Wednesday, September 14, 2011

It's a Boy




Baby Boy,
Since the moment I found out I was carrying you, I wondered day and night if you were a boy or a girl. Well today at the ultrasound you were more than happy to show us that you are all boy!!! You are so cute…you were all curled up and comfy in my belly. I hope that means you are going to be a cuddle bug. We called all your grandparents and aunts and uncles to tell them that we were having a baby boy.

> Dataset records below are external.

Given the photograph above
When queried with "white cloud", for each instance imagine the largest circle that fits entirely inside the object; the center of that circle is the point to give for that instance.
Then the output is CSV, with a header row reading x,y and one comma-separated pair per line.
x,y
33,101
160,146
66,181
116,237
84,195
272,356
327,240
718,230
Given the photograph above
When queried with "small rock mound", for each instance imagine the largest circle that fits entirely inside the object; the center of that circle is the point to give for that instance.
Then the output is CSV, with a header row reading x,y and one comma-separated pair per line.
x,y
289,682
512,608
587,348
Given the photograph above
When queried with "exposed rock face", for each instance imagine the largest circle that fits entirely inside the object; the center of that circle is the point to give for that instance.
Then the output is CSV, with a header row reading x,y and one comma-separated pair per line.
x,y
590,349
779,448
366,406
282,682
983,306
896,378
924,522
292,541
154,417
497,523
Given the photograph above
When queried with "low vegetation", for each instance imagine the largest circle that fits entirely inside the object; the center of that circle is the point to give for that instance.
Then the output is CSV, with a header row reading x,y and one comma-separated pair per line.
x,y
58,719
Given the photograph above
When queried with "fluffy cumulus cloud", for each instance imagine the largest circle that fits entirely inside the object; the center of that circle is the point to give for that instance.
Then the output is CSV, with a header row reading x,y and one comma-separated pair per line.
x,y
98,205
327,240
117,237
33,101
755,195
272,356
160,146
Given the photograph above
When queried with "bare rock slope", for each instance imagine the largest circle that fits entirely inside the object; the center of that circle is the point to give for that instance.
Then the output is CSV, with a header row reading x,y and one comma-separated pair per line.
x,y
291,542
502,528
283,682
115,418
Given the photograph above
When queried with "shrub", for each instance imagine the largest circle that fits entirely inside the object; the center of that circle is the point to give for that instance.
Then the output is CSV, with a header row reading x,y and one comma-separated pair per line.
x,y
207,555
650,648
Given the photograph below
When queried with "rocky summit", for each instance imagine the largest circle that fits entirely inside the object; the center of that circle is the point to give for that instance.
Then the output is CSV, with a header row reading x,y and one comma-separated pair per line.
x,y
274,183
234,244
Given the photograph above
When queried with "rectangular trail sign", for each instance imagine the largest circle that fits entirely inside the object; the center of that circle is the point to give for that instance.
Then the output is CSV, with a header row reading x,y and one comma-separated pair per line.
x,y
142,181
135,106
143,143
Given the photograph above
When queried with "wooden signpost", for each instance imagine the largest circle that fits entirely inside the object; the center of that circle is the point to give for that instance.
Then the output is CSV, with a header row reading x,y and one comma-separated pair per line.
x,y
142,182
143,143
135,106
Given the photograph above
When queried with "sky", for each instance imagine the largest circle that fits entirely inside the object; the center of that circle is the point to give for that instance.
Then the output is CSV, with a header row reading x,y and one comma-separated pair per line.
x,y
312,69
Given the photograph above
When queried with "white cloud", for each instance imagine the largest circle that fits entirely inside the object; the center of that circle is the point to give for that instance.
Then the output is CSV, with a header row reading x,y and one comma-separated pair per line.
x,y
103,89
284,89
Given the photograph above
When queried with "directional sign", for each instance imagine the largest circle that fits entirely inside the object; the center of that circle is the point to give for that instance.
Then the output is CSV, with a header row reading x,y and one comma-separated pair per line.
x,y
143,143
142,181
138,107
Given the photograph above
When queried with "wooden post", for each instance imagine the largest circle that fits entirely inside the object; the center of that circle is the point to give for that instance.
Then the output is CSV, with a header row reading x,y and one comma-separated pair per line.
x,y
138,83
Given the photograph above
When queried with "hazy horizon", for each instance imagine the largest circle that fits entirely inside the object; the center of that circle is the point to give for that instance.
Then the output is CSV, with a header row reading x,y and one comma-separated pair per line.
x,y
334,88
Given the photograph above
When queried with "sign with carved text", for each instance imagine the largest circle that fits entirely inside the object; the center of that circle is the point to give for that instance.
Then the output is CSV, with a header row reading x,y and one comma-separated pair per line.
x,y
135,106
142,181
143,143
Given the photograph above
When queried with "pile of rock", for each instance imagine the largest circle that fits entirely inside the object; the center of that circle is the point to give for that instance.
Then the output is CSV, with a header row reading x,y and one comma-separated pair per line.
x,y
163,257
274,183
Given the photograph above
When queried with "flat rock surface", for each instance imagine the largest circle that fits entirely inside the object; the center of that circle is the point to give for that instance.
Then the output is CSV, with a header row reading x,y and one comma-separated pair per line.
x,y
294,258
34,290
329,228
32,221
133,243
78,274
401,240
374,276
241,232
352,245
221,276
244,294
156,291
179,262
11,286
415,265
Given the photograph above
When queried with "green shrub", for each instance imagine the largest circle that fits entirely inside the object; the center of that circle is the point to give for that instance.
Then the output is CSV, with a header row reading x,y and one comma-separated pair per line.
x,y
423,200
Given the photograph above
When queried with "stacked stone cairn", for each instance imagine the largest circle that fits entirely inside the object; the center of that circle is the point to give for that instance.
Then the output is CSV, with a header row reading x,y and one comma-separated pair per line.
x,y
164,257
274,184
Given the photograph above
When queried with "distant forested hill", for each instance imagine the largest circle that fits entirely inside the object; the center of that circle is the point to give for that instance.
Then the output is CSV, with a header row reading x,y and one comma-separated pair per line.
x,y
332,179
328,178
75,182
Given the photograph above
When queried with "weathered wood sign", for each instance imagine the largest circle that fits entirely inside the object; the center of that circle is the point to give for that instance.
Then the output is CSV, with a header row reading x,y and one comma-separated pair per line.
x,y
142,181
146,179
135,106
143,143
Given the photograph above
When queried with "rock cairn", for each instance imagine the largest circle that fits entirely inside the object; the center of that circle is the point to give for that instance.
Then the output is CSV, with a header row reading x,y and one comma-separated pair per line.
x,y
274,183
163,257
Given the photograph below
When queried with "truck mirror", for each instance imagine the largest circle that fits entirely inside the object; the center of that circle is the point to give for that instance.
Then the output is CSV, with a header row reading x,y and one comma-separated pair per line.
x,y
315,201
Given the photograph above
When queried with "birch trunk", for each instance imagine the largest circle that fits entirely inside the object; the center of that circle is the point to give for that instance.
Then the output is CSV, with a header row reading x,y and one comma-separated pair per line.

Then off to the store I went. I bought blue balloons, a blue stuffed monkey, and a little brother onesie. I picked up Isabella from school and told her the news. And then when Alex got off the bus we put the onesie on the bear and the look on his face when he realized he was having a brother was priceless!! He is going to be such a good big brother to you. He has already promised to teach you math when you turn 4. And he also said that he wants to go look through all his books and give you some and he will read them to you when he learns to read. And Isabella is going to be like another little mother to you. She tells me that she will hold you and rock you.


I can’t believe we still have a little over 4 months until we meet you. But when it is cold outside it will warm in our home because baby boy you will be here – and our family will be complete.

Monday, September 12, 2011

Big Day for My Big Girl






Today Isabella started 3 Year Old preschool. When we got to school she smiled as we snapped pictures of her by the “Chestnut Grove Tree.” Then it was time to go to her classroom. She put her tiny hand in mine and looked up at me. “Momma, you are going to stay with me?” I held back the tears and told her that no I wouldn’t be staying but she is a big girl and will be fine (but would I?) She wouldn’t let go of my hand. She might as well have been squeezing my heart. I kissed her and said a quick goodbye knowing she was in good hands. I held back my tears until I got into my car. I cannot believe she is already in preschool. As I have said so many times before, the years are going by so so quickly. I want her to stay my baby girl. I kept busy this morning and looked forward to seeing my girl at 12:30. When I picked her up she was sitting in her cubby with a huge smile on her face. She had a great morning.

We went home, had a snack, changed clothes and then we were off to her first ballet class. She was too cute in her pink tights, ballet shoes and tutu. When we picked up Alex from the bus stop she showed him all her new moves!

What a day!

Thursday, September 1, 2011

Alex's First Day of School 2011


For almost six years, Alex has been mine. For all his days, I have been his caregiver, his teacher, his playmate. Yes, he went to My Gym, and to camps and to preschool. But the majority of his day was spent at home with me. Today that all changed. Today was a day that we have been talking about all summer. Today was the day that Alex got on the bus and smiled and waved as his daddy and I cried behind our sunglasses. Today was Alex’s first day of Kindergarten.

I can’t believe that he is old enough to go to school all day every day. I am one big conflict of emotions right now. I am so excited as he starts this new chapter in his life. He is going to learn so much at school. But I am so sad that he is no longer going to spend his afternoons with Isabella and me or be able to sleep in like a teenager. This morning she told him, “I am really going to miss you Ally.” And my heart literally broke. I still see him as my baby and I can’t believe he is no longer my baby, or a toddler, or even a preschooler. He is a school-aged kid. I want to rewind time. I want those years back when he was mine… all mine.

Today when I picked him up (did I mention he was only gone half day today? I might really fall apart tomorrow when he goes all day) he was so happy. He had such a “great day” (Mrs. Bensen’s words). I asked him how the bus ride was and he said, “I started to cry, but I was able to hold my tears back. And then I realized they were just tears of joy.” Then I asked, “Did you say, ‘I miss my Momma?’” He said, “No. But I was thinking it in my head.”

Well , I spent my whole morning thinking “in my head” how much I missed you. You may be a big kid now but as far as I am concerned you will always be my smiling, silly baby boy (even if you only allow me to say it when we are by ourselves). And even though I have to share you with teachers and friends in my heart you will always be mine all mine.